Issue: Factors remained misaligned; clustering did not produce consistent factor assignments.
Code Snippet:
Here’s the latest version of my post_process function using the clustering approach:
def post_process(results, sample_id, data):
import numpy as np
import pandas as pd
from sklearn.cluster import KMeans
from sklearn.preprocessing import StandardScaler
# Number of factors
n_factors = results['loadings'][0].shape[1]
# Collect all factors from all bootstraps
all_loadings = []
for idx in range(len(results['loadings'])):
loadings = results['loadings'][idx].copy()
# Ensure consistent sign (e.g., largest absolute loading is positive)
for i in range(loadings.shape[1]):
max_abs_index = np.argmax(np.abs(loadings[:, i]))
if loadings[max_abs_index, i] < 0:
loadings[:, i] *= -1
# Transpose to have factors as rows
all_loadings.append(loadings.T)
# Stack all factors
all_loadings = np.vstack(all_loadings)
# Standardize the factors
scaler = StandardScaler()
all_loadings_scaled = scaler.fit_transform(all_loadings)
# Perform clustering
kmeans = KMeans(n_clusters=n_factors, random_state=0)
cluster_labels = kmeans.fit_predict(all_loadings_scaled)
# Assign cluster labels back to factors
factor_idx = 0
for idx in range(len(results['loadings'])):
loadings = results['loadings'][idx]
scores = results['scores'][idx]
n_factors_in_sample = loadings.shape[1]
# Get cluster labels for the current sample's factors
cluster_ids = cluster_labels[factor_idx:factor_idx + n_factors_in_sample]
factor_idx += n_factors_in_sample
# Map clusters to consistent order
unique_clusters = np.unique(cluster_ids)
cluster_order = {cluster: i for i, cluster in enumerate(sorted(unique_clusters))}
ordered_indices = np.array([cluster_order[cluster_id] for cluster_id in cluster_ids])
# Reorder factors based on cluster labels
order = np.argsort(ordered_indices)
results['loadings'][idx] = loadings[:, order]
results['scores'][idx] = scores[:, order]
# Adjust signs to align with cluster centers
for i in range(n_factors_in_sample):
cluster_center = kmeans.cluster_centers_[cluster_ids[order[i]]]
loading = results['loadings'][idx][:, i]
if np.dot(loading, cluster_center) < 0:
results['loadings'][idx][:, i] *= -1
results['scores'][idx][:, i] *= -1
# Aggregation code follows...
# [Omitted for brevity]
What I’ve Observed:
Despite these efforts, factors 3 and 4 still appear to swap and misalign across bootstraps.
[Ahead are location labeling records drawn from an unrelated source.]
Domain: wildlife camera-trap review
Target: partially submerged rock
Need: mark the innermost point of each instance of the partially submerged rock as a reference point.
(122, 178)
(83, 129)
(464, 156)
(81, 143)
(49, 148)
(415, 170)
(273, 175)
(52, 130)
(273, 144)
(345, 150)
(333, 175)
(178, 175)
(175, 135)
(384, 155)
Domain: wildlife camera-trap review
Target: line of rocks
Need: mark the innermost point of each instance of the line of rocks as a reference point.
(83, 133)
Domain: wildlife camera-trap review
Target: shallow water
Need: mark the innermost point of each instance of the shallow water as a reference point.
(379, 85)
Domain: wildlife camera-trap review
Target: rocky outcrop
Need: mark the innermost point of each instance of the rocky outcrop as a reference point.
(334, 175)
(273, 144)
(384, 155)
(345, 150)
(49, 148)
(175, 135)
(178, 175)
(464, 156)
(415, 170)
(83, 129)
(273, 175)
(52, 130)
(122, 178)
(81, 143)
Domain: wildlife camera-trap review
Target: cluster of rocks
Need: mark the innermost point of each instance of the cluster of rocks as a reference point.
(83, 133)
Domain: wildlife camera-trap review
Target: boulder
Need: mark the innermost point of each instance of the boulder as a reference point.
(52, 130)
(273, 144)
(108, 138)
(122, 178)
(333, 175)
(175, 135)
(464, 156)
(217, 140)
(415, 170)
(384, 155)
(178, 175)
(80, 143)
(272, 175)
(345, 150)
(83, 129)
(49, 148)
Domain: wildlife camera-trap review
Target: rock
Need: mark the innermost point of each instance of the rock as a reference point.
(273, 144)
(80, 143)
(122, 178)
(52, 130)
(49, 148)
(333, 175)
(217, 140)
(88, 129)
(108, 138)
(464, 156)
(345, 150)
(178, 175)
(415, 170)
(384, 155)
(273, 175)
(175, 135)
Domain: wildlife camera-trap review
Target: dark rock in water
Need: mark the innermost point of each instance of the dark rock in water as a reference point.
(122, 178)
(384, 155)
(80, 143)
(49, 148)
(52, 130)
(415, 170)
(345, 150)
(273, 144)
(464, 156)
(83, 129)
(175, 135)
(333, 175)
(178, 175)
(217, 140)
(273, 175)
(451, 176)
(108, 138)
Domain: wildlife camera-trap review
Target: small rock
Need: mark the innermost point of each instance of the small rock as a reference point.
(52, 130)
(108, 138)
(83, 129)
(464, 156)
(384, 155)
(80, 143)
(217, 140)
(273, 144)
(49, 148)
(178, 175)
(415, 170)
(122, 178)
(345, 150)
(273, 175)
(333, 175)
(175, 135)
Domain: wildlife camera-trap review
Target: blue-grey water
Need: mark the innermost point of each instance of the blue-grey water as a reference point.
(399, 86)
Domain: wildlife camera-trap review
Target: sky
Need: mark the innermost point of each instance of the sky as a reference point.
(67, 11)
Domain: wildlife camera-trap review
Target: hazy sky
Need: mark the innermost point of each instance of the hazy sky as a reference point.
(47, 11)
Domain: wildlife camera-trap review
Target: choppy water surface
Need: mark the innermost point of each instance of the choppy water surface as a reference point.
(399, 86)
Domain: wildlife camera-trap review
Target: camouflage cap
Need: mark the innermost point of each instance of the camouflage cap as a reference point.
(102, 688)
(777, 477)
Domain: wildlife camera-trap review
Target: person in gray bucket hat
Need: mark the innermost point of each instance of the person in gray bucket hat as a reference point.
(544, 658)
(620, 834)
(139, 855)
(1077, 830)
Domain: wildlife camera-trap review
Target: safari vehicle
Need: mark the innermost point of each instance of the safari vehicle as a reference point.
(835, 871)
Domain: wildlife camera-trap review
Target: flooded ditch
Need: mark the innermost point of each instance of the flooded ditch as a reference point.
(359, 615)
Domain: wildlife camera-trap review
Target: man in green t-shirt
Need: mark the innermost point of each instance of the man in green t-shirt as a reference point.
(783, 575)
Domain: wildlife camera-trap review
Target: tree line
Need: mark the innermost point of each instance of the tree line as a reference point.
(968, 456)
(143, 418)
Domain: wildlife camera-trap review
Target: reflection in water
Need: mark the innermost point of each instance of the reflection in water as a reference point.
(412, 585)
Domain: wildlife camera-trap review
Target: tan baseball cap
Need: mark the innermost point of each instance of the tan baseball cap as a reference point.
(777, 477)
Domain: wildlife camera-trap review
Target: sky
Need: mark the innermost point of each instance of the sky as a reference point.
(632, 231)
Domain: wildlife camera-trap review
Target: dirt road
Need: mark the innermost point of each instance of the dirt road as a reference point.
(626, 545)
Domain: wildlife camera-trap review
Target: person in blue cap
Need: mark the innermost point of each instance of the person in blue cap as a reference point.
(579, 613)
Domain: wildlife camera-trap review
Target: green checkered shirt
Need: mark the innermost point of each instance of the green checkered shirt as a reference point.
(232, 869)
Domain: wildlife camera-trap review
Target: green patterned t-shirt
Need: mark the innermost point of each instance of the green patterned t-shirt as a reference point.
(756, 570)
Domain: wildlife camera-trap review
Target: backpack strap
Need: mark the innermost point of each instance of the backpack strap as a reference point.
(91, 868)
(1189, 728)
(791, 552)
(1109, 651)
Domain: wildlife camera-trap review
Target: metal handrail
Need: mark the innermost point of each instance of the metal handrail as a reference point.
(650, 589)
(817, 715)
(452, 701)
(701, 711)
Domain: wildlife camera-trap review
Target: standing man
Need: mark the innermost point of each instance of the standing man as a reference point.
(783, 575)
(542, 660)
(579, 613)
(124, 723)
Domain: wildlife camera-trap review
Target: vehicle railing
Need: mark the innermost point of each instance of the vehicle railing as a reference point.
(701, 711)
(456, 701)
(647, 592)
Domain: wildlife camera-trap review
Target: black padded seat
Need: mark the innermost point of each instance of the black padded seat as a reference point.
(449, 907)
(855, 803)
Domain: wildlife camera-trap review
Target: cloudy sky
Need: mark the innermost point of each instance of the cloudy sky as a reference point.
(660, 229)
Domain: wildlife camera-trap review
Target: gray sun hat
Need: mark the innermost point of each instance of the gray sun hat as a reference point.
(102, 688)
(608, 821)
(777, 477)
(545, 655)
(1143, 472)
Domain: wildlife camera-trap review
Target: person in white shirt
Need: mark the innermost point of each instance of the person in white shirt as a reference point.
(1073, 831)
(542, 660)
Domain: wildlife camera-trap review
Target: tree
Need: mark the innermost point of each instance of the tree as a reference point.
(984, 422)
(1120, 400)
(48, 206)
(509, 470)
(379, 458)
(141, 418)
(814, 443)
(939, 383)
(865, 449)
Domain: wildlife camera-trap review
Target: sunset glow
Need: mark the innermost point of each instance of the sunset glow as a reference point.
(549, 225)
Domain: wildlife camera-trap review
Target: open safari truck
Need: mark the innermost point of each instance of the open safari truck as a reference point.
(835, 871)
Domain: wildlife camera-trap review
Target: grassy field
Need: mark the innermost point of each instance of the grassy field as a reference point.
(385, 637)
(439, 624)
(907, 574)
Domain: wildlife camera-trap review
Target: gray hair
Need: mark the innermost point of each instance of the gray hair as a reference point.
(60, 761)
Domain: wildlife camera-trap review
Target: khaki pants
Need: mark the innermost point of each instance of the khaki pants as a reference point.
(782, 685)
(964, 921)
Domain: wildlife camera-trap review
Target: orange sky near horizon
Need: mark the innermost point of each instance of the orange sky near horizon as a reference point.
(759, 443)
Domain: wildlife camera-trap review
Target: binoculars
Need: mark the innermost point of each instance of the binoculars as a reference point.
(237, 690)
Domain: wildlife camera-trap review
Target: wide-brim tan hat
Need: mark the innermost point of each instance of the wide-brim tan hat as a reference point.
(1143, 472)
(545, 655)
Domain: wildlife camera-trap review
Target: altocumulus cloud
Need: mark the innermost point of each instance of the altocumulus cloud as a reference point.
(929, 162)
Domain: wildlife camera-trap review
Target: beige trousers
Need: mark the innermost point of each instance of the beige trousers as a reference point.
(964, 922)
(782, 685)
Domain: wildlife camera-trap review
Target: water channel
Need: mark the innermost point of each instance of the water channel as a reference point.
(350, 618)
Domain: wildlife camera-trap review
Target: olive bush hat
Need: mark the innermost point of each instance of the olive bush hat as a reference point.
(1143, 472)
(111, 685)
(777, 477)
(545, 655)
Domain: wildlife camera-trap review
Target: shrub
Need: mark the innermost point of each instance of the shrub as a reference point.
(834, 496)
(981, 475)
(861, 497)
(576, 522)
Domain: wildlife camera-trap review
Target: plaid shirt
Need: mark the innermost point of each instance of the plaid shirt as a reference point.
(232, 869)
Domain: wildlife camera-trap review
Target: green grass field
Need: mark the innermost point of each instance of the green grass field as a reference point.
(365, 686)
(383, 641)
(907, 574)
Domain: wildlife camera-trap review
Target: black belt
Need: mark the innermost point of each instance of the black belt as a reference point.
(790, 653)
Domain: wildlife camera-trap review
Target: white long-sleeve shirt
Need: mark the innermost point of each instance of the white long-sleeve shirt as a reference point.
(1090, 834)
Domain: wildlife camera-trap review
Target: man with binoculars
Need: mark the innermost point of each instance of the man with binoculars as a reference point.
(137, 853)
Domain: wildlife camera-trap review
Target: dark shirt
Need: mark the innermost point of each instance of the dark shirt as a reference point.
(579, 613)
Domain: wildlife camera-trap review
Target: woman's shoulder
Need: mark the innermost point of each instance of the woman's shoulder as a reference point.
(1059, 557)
Histograms of loading values for these factors show bimodal distributions.
This suggests that the current methods are not effectively resolving the factor alignment and sign flipping issues.
My Question:
How can I effectively align factors across bootstrap samples in PFA to resolve sign flipping and factor swapping, especially when factors are similar and tend to mix (like factors 3 and 4 in my case)?
Are there alternative methods or best practices for handling factor alignment and sign flipping in bootstrapped factor analysis?
How can I ensure that each factor is consistently assigned and signed across bootstrap samples for accurate aggregation?
Is there a way to handle factors that are inherently unstable or highly correlated?
Any insights, suggestions, or examples of how to address this issue would be greatly appreciated!